Soutien des expressions à la déclaration en tant que groupe terroriste des Soles de mature Los

La déclaration conjointe des anciens présidents et des éminents dirigeants du groupe Freedom and Democracy a soutenu ce 24 août la décision des États-Unis – à laquelle l'Équateur et le Paraguay ont été ajoutés – pour déclarer les organisations terroristes l'affiche de Los Soles et le train d'Aragua, deux structures liées aux crimes transnationaux de la région. La mesure a été détenue par des personnalités politiques de haut niveau du continent, qui a souligné la portée hémisphérique des menaces représentées par les deux groupes.

Le groupe ex-président a déclaré: « Les anciens présidents et membres du groupe Libertad and Democracy ont célébré la désignation de l'affiche du train Soles et d'Aragua en tant qu'organisations terroristes. Son cadre criminel menace la sécurité hémisphérique, soutient les dictatures et menace la démocratie.

La déclaration souligne: « L'affiche Los Soles a tissé son réseau criminel des sphères les plus élevées de la force publique vénézuélienne, tandis que le train Aragua a élargi sa structure en dehors du territoire vénézuélien. »

« Ces structures sont les trafiquants de drogue les plus élevés de la région, finançant leurs opérations criminelles et terroristes grâce au trafic international de drogue, à la traite des êtres humains, à l'exploitation minière illégale et à diverses économies illicites qui alimentent la violence, la corruption et le licenciement institutionnel », indique le texte.

Le texte prend une importance particulière en prenant une distance critique devant les gouvernements de la région. Selon le groupe, la relation de ces groupes avec les États est préoccupée par les questions internationales pour leur politique interne, en référence directe au régime vénézuélien.
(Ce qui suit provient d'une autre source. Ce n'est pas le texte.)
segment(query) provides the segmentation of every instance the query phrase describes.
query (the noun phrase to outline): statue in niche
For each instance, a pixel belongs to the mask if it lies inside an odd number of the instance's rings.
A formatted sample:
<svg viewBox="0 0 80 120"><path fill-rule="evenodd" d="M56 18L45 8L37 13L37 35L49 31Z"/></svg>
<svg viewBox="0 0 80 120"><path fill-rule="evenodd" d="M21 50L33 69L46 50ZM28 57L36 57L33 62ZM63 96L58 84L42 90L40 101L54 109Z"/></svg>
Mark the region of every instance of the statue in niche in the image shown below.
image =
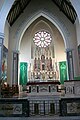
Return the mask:
<svg viewBox="0 0 80 120"><path fill-rule="evenodd" d="M49 78L50 78L50 79L52 79L52 78L53 78L52 71L50 71Z"/></svg>
<svg viewBox="0 0 80 120"><path fill-rule="evenodd" d="M42 73L42 79L45 80L45 72Z"/></svg>
<svg viewBox="0 0 80 120"><path fill-rule="evenodd" d="M38 61L37 61L37 68L38 70L40 70L40 58L38 57Z"/></svg>
<svg viewBox="0 0 80 120"><path fill-rule="evenodd" d="M52 59L51 59L51 57L49 59L49 66L50 66L50 70L52 70Z"/></svg>
<svg viewBox="0 0 80 120"><path fill-rule="evenodd" d="M37 72L34 73L34 78L37 79Z"/></svg>
<svg viewBox="0 0 80 120"><path fill-rule="evenodd" d="M49 71L49 60L48 60L48 57L46 57L46 70Z"/></svg>
<svg viewBox="0 0 80 120"><path fill-rule="evenodd" d="M45 64L42 64L42 70L45 70Z"/></svg>
<svg viewBox="0 0 80 120"><path fill-rule="evenodd" d="M37 58L35 57L35 60L34 60L34 70L37 70Z"/></svg>
<svg viewBox="0 0 80 120"><path fill-rule="evenodd" d="M37 72L37 79L40 79L40 72Z"/></svg>
<svg viewBox="0 0 80 120"><path fill-rule="evenodd" d="M46 71L45 72L45 80L48 80L49 79L49 75L48 75L48 72Z"/></svg>
<svg viewBox="0 0 80 120"><path fill-rule="evenodd" d="M41 56L41 69L45 70L45 56L44 55Z"/></svg>
<svg viewBox="0 0 80 120"><path fill-rule="evenodd" d="M44 55L41 56L41 62L45 63L45 56Z"/></svg>

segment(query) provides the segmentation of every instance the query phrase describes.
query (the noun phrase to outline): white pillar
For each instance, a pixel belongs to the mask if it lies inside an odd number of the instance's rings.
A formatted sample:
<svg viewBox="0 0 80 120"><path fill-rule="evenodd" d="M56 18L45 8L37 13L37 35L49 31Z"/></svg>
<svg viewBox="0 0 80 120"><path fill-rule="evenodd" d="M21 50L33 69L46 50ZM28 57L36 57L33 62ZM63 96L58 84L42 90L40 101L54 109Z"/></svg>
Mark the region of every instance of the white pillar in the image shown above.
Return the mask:
<svg viewBox="0 0 80 120"><path fill-rule="evenodd" d="M2 32L4 33L5 21L14 1L15 0L4 0L4 3L0 10L0 32L1 33Z"/></svg>
<svg viewBox="0 0 80 120"><path fill-rule="evenodd" d="M3 40L4 40L4 35L0 33L0 80L2 77Z"/></svg>
<svg viewBox="0 0 80 120"><path fill-rule="evenodd" d="M13 51L12 85L18 85L18 58L19 52Z"/></svg>
<svg viewBox="0 0 80 120"><path fill-rule="evenodd" d="M67 56L69 79L73 80L74 77L80 76L79 58L78 58L77 49L67 49L66 56Z"/></svg>
<svg viewBox="0 0 80 120"><path fill-rule="evenodd" d="M72 52L73 50L70 50L70 49L66 50L69 80L74 79L74 65L73 65L73 53Z"/></svg>

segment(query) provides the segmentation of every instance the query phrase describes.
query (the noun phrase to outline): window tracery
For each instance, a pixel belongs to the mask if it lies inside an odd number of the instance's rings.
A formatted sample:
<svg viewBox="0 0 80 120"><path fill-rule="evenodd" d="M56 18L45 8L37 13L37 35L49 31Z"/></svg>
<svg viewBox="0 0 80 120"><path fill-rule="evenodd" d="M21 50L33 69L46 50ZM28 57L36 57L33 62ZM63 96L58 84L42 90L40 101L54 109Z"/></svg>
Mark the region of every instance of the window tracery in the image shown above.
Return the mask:
<svg viewBox="0 0 80 120"><path fill-rule="evenodd" d="M47 31L40 31L35 33L33 41L38 47L45 48L50 45L52 38L50 33L48 33Z"/></svg>

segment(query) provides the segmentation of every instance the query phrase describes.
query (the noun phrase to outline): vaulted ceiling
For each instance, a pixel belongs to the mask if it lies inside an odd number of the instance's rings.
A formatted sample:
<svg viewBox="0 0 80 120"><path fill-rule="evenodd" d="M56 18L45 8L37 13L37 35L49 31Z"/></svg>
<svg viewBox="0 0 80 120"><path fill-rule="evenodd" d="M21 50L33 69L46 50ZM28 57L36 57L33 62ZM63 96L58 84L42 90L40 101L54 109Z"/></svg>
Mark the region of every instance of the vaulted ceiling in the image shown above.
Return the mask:
<svg viewBox="0 0 80 120"><path fill-rule="evenodd" d="M15 0L7 17L10 26L12 26L21 13L23 13L24 9L28 6L30 1L31 0Z"/></svg>
<svg viewBox="0 0 80 120"><path fill-rule="evenodd" d="M77 14L69 0L52 0L66 17L74 24Z"/></svg>
<svg viewBox="0 0 80 120"><path fill-rule="evenodd" d="M74 24L77 14L69 0L52 0L55 3L60 11L62 11L66 17ZM7 20L12 26L17 18L23 13L24 9L28 6L31 0L15 0L8 16Z"/></svg>

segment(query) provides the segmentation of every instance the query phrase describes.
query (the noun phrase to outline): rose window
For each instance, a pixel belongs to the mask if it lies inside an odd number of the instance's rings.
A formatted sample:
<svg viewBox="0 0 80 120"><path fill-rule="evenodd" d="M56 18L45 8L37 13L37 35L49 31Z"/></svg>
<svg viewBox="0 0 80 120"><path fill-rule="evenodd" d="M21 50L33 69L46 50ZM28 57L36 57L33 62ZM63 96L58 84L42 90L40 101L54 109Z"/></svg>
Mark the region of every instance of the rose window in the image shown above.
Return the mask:
<svg viewBox="0 0 80 120"><path fill-rule="evenodd" d="M49 46L51 43L51 40L52 40L52 38L51 38L50 33L46 32L46 31L41 31L41 32L35 33L35 36L33 38L35 45L37 45L38 47Z"/></svg>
En outre, la déclaration souligne: « Nous exprimons notre solidarité avec les nations démocratiques de la région, victimes de l'action de ces conglomérats terroristes. »

Parmi ceux qui ont signé figurent les anciens présidents Iván Duque (Colombie), Guillermo Lasso (Equateur), Jorge Quiroga (Bolivie), Vicente Fox (Mexico), Laura Chinchilla (Costa Rica), Mauricio Macri (Argentina), Jorge Quiroge (Bolivia), Mariano Rajoy (Espagne) (Bolivie), Rafael Calderón (Costa Rica) (Costa Rica), Jamil Mahuad (Équateur), Mireya Moscoso (Panama), Juan Guaidó (Venezuela), Luis Fortuño (gouverneur de Pererto Rico) et Mario Abdo Benítez (Paraguay).

La déclaration comprenait également une mention de la résistance démocratique vénézuélienne, avec une reconnaissance expresse des travaux de María Corina Machado et Edmundo González, des chiffres de l'opposition. « Nous réitérons également notre reconnaissance de la résistance démocratique dirigée par María Corina Machado, dont le courage a fait son chemin vers la victoire démocratique d'Edmundo González, symbole de l'espoir du peuple vénézuélien pour récupérer leur liberté. »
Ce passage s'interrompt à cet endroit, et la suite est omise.